Arguedas hizo llamar nuevamente a su amigo Víctor Zannier, periodista cochabambino, director del diario “El Mundo”, para confiarle una segunda misión. Se trataba de entregar al gobierno de La Habana, esta vez, las manos y la mascarilla funeraria del Ché. Zannier ya no pudo sorprenderse. Hace un año había hecho lo mismo con el Diario sin ser descubierto. Parecía fabricado para cumplir con la meta.


Al día siguiente, Zannier fue a una casa de la calle Méndez Arcos, donde Gladys Oblitas y Carlos Arguedas, esposa e hijo del ex ministro, lo esperaban. Juntos cavaron en el suelo, hasta dar con una urna de madera labrada con motivos tiwanacotas. Dentro del recipiente, yacía el frasco con las manos, “perfectamente cortadas”, sumergidas en formol. Junto a ello, la máscara de yeso, en la que podía verse reflejado el rostro del célebre guerrillero. Zannier introdujo ambos tesoros en un maletín de cuero que acababa de comprar en la Casa Freudenthal.

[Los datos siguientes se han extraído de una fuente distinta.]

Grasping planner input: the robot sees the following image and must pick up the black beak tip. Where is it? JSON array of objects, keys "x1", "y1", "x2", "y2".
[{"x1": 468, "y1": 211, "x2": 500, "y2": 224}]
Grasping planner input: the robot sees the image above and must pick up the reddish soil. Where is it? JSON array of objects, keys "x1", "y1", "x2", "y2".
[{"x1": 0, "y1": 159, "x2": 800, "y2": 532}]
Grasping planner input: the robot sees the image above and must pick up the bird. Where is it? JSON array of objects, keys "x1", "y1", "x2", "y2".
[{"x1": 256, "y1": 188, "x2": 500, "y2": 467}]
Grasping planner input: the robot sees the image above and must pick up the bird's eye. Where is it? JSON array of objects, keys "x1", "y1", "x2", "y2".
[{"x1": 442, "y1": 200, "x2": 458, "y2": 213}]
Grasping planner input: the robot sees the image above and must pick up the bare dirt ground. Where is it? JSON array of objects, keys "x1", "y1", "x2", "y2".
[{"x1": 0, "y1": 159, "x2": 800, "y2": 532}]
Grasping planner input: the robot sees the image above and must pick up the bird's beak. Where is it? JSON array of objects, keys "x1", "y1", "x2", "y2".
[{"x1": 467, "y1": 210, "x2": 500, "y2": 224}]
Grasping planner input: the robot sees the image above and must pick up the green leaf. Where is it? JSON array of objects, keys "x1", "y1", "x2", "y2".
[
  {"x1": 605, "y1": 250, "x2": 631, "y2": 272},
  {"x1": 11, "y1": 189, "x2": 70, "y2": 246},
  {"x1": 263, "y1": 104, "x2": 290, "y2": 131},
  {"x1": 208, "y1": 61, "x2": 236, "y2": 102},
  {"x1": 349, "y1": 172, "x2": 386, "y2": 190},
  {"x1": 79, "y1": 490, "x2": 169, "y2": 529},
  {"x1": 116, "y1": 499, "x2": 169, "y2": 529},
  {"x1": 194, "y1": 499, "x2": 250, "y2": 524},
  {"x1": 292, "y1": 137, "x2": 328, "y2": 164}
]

Meses antes, las manos sólo habían servido para confirmar la identidad dactilar del Ché. Luego varios militares quisieron conservarlas como macabro trofeo, sin embargo fue Arguedas quien las retuvo tras escuchar la frase aprobatoria del general Alfredo Ovando: “Haga lo que le dé la gana con ellas, si quiere mándelas a botar”. Tras esa venia, el ministro hizo fabricar la urna y mandó a construir un escondite de cemento en el subsuelo de su casa. Temeroso de perder la vida sin haber devuelto las manos a la tierra por la que éstas lucharon, Arguedas volvió a depositar su fe en Zannier. A cuestas con su preciada carga, éste caminó confundido por El Prado. Habrá pensado otra vez en seguir la ruta de Santiago de Chile, la utilizada para el Diario. Entonces decidió ingresar a un restaurante llamado “Okey”, situado en la hoy demolida sede de la Central Obrera Boliviana (COB). Allí se encontró con amigos con los que mantuvo una charla banal hasta que vio entrar al local a Jorge Sattori, militante comunista que moriría en 1980 en el accidente aéreo del cual solo sobrevivió Jaime Paz Zamora. Ahí estaba la llave buscada. Una vez más, un encuentro casual permitía la repatriación de los tesoros guevaristas. Sattori contactó entonces a la embajada húngara en La Paz, la cual empleó su valija diplomática para canalizar el transporte de los dos objetos hasta La Habana.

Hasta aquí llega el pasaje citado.